19/09/18 às 16:44 Atualizado em 21/10/19 as 22:45
“Era desse lugar que eu estava falando o tempo inteiro e ainda não sabia”

Foram nove anos entre a ideia inicial, surgida a partir de uma conversa com uma amiga colombiana, e o lançamento de Los Silencios na Quinzena dos Realizadores, em Cannes, no último mês de maio. A intenção da cineasta Beatriz Seigner era filmar em Manaus, mas o rumo do projeto mudou quando ela conheceu a Ilha da Fantasia, como é conhecida uma região fronteiriça entre Brasil, Colômbia e Peru.

“Era desse lugar que eu estava falando o tempo inteiro e ainda não sabia”, pensou Bia antes de começar a reescrever o roteiro sobre uma família (formada por uma matriarca, uma filha e um filho) que foge de um conflito armado e reencontra o pai, antes dado como morto, cuja perda levara a mãe a pedir uma indenização ao Estado.

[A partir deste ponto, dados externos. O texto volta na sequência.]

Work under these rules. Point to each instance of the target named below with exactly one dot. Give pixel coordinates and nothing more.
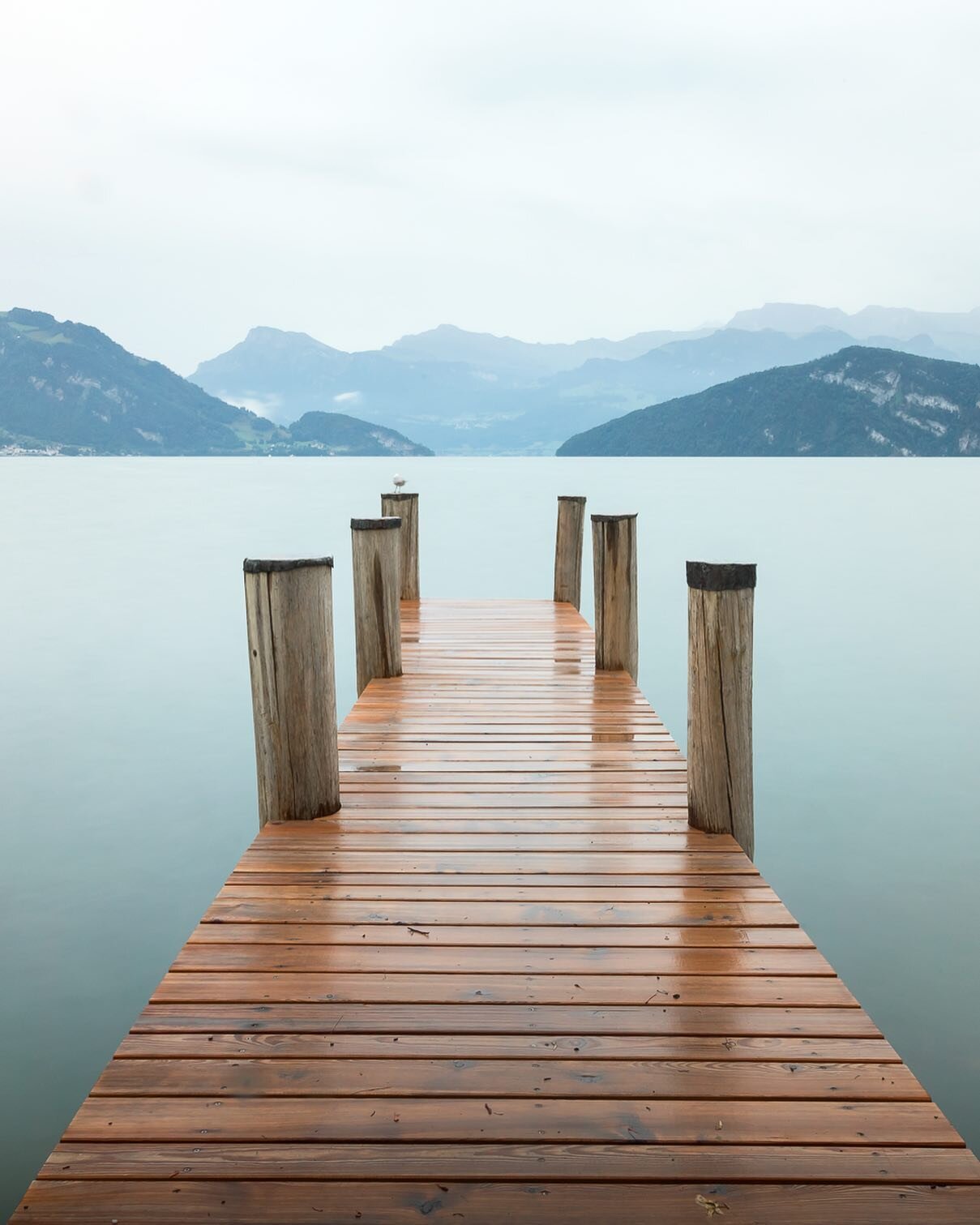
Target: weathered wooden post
(614, 570)
(289, 613)
(375, 546)
(405, 506)
(719, 700)
(568, 550)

A coprodução entre Brasil, Colômbia e França fez a sua estreia brasileira dentro da mostra competitiva de longas-metragens do 51º Festival de Brasília, em sessão conjunta com o curta-metragem Kairo (leia entrevista com o diretor Fabio Rodrigo).

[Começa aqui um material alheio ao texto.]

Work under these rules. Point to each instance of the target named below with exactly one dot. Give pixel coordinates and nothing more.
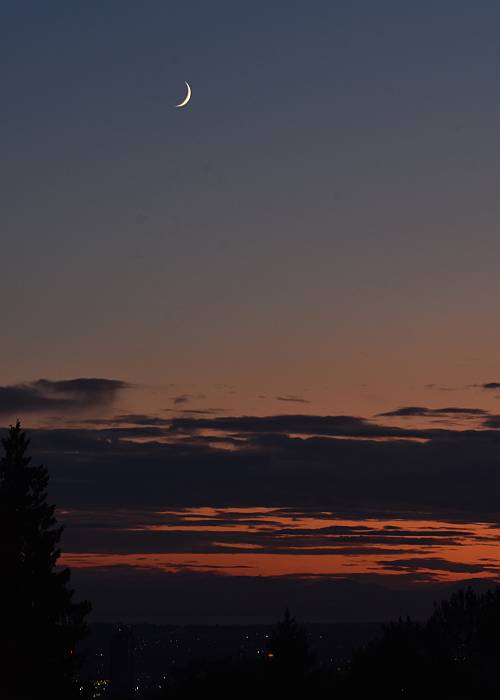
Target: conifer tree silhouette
(40, 624)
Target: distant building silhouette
(121, 662)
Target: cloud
(292, 399)
(44, 395)
(421, 411)
(186, 398)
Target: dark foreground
(452, 654)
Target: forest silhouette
(452, 654)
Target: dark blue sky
(331, 190)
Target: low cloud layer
(47, 396)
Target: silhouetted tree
(454, 654)
(40, 624)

Leia a seguir a conversa do Cine Festivais com a cineasta Beatriz Seigner a respeito de Los Silencios.

 

Cine Festivais: Recentemente fiz algumas entrevistas a respeito do cenário de laboratórios de roteiros e de desenvolvimento de projetos e dos encontros de produção. A Laura Citarella, diretora e produtora argentina, acha que o aumento no tempo de produção pode proporcionar uma certa perda do fervor inicial que leva alguém a realizar um filme. O Roger Koza, crítico argentino, contou que conheceu diretores que, devido à demora no processo, tiveram dificuldade de se reconectar ao filme na montagem. Como o processo de Los Silencios foi muito longo, queria saber o que essas suas duas falas têm a ver com o seu caso.

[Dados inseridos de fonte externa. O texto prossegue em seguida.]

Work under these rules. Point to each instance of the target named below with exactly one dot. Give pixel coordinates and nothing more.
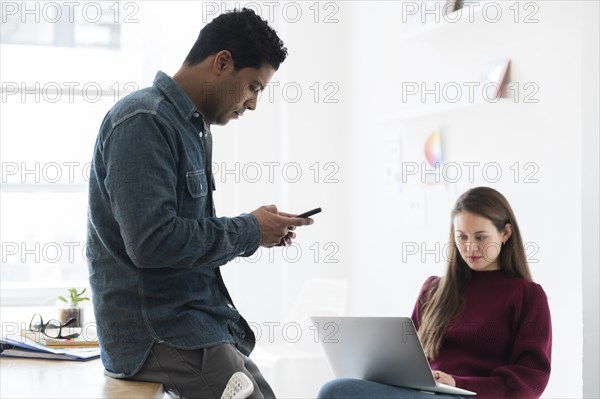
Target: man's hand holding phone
(276, 228)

Beatriz Seigner: Quando a gente viu que iríamos mesmo filmar, o que aconteceu no momento em que resolvemos que a história se passaria na Ilha da Fantasia, eu decidi reescrever do zero, porque lia o roteiro que eu tinha e não me identificava mais. O primeiro tratamento era de 2012 mais ou menos, quando comecei a mandar pra editais. E já era 2016 quando encontrei a Ilha da Fantasia. Nesse período eu tive um filho, um monte de coisa aconteceu, o tratado de paz aconteceu na Colômbia…

Para mim o processo de escrita é muito um processo de re-escrita. Raramente as coisas ficam, eu sempre reescrevo muito. E naquele momento foi uma coisa de pegar a página em branco, do zero, e reescrever, porque aquilo já estava muito distante de mim. A história é a mesma, lógico, os personagens são os mesmos, os conflitos são os mesmos. Mas eu reescrevi completamente já com a Ilha da Fantasia em mente. Foi o jeito que eu encontrei de fazer o filme que estava querendo fazer, de não ficar presa no roteiro inicial. Aí mandei para os meus coprodutores morrendo de medo de eles falarem: “Não, não foi nesse filme aí que a gente entrou! Que história de tanto fantasma assim?” Mas aconteceu o contrário, eles adoraram e eu tive carta branca para fazer.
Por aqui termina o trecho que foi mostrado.